The life cycle of black holes with different light signatures is different than the life cycle of objects with the same light signatures.
The research shows that the widely used "unified model of AGN" that characterizes black holes as all having the same properties needs to be revised.
The study provides answers to a nagging space mystery and should allow researchers to create more precise models about the evolution of the universe and how black holes develop.
The objects have puzzled researchers for over 50 years, according to the paper. We have made a lot of assumptions about the physics of these objects. The properties of black holes that are obscured are vastly different from those that are not.
Black holes are thought to be at the center of nearly all large galaxies. The objects can be heavier than small galaxies.
Researchers have been interested in the light signatures of active galactic nuclei for a long time.
Astronomers realized in the 1980's that light signatures coming from space could be attributed to AGNs. The objects were thought to have a ring of gas and dust around them.
The unified theory of AGNs became popular. If a black hole is being seen through its torus, it should appear faint. It should appear bright if you view it from below or above the ring. The past research used too much data from the less obscured objects and skewed results.

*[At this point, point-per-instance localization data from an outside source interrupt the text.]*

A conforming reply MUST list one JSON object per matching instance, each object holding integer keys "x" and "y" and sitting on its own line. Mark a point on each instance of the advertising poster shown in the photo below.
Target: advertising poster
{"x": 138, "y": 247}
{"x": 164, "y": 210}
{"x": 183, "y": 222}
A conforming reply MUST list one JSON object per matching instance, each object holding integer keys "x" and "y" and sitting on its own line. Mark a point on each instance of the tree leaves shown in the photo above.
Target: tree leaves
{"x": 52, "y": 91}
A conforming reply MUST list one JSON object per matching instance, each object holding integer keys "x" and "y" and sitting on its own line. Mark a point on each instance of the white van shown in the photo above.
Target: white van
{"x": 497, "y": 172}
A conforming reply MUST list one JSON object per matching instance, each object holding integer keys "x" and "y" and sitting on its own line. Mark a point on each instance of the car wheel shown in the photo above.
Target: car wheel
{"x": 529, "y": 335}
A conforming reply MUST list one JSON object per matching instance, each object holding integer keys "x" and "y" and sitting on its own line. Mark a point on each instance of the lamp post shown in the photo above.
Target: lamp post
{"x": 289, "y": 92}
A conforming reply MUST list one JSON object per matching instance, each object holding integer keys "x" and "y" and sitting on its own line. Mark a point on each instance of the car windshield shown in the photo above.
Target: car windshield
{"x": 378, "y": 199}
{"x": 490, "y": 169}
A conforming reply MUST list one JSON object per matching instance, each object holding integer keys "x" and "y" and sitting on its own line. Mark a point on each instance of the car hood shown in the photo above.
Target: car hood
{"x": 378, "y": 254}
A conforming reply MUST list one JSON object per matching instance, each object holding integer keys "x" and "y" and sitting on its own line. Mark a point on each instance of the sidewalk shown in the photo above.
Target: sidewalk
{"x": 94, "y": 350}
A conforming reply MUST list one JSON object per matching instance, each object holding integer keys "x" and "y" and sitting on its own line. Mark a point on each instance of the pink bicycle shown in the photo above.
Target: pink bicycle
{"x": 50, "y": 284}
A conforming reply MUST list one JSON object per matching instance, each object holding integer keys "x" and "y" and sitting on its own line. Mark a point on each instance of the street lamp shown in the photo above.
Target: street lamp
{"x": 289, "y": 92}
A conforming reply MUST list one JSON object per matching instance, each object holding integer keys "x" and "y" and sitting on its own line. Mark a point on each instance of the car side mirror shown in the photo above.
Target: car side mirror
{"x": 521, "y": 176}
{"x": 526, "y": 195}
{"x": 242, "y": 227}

Black holes feeding on space matter is the focus of the new study. The rate of accretion does not depend on the mass of a black hole, but on how obscured it is by the gas and dust ring.
Ryan Hickox is a professor of physics and astronomy and a co-author of the study. The structure and how it is growing are related.
The results show that the amount of dust and gas around an AGN is related to how much it is feeding. Dust and gas can be blown away by a black hole. It is more likely to be unobscured. A less active AGN is surrounded by a denser torus and looks faint.
Ananna said that in the past it was unclear how the obscured AGN population differed from their more easily observable counterparts. There is a fundamental difference between the two populations.
Swift-BAT is a high-energy NASA X-ray telescope. Researchers can use the telescope to look for obscured AGNs.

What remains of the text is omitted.